Some of the measures being suggested, such as preferential market access for Indian made products and financing for companies, would help ‘‘break the chicken-and-egg loop’’, says Nayak. “It has been a challenge for entrepreneurs to turn their R&D ideas into business success. Unless we fix the business success issues, the environment is neither motivating nor supportive for an entrepreneur,” he adds.

Agrees Vinay L Deshpande, chairman and CEO of Encore Software, the Bangalore-based company that was part of the team that built the Simputer nearly a decade ago. “There needs to be some creative financing schemes to support production,” he says, adding that several good ideas do not make it to the market because of the lack of financing. Deshpande is optimistic of seeing investment coming into the sector soon because he reckons that investors see potential in local companies and that the credibility is much higher than it was a few years ago.
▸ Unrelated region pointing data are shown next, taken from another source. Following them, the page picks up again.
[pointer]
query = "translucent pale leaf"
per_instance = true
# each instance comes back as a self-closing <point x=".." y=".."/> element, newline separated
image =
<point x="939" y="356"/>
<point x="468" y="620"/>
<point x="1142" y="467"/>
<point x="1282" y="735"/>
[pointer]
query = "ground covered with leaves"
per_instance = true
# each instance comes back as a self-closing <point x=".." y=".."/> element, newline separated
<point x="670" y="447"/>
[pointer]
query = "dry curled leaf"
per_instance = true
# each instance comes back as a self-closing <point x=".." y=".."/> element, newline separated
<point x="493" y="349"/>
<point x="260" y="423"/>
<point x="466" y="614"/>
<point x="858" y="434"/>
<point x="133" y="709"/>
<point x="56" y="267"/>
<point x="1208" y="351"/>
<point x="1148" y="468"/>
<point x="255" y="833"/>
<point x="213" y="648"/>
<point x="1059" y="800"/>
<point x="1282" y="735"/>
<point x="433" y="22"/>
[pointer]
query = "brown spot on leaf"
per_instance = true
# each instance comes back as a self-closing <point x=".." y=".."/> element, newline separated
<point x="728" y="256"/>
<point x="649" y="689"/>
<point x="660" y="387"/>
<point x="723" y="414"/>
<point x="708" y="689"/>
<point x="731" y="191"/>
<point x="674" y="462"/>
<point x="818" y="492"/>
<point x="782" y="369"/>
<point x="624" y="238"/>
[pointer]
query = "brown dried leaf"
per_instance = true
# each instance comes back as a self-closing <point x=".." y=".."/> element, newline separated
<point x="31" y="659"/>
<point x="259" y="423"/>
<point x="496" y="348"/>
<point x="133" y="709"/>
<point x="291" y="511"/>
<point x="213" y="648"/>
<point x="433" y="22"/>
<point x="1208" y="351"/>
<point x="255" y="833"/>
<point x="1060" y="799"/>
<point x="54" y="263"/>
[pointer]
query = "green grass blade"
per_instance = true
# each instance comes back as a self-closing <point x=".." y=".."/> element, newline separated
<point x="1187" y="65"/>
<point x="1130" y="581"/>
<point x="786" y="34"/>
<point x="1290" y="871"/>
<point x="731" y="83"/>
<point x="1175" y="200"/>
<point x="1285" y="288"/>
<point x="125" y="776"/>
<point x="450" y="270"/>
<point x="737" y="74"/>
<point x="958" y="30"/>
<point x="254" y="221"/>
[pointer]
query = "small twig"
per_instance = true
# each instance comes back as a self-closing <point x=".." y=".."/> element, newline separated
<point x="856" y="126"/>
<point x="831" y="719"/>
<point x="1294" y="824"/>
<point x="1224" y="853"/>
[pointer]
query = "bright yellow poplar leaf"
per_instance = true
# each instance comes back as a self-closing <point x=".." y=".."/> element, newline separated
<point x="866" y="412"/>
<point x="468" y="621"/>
The industry hopes that a National Electronics Mission (NEM) would help create a success story on the lines of the green revolution that put India on the path to self-sufficiency in food production. “It’s ambitious and it’s going to require a lot of work. That’s why we are hoping the NEM will be notified soon. Because once you have a national mission, all vectors in government begin to align in a certain direction,” says PVG Menon, president of the Indian Semiconductor Association (ISA). “Ultimately, this has to translate to budget allocations. I’m looking at this budget very keenly to see what is going to get allocated.”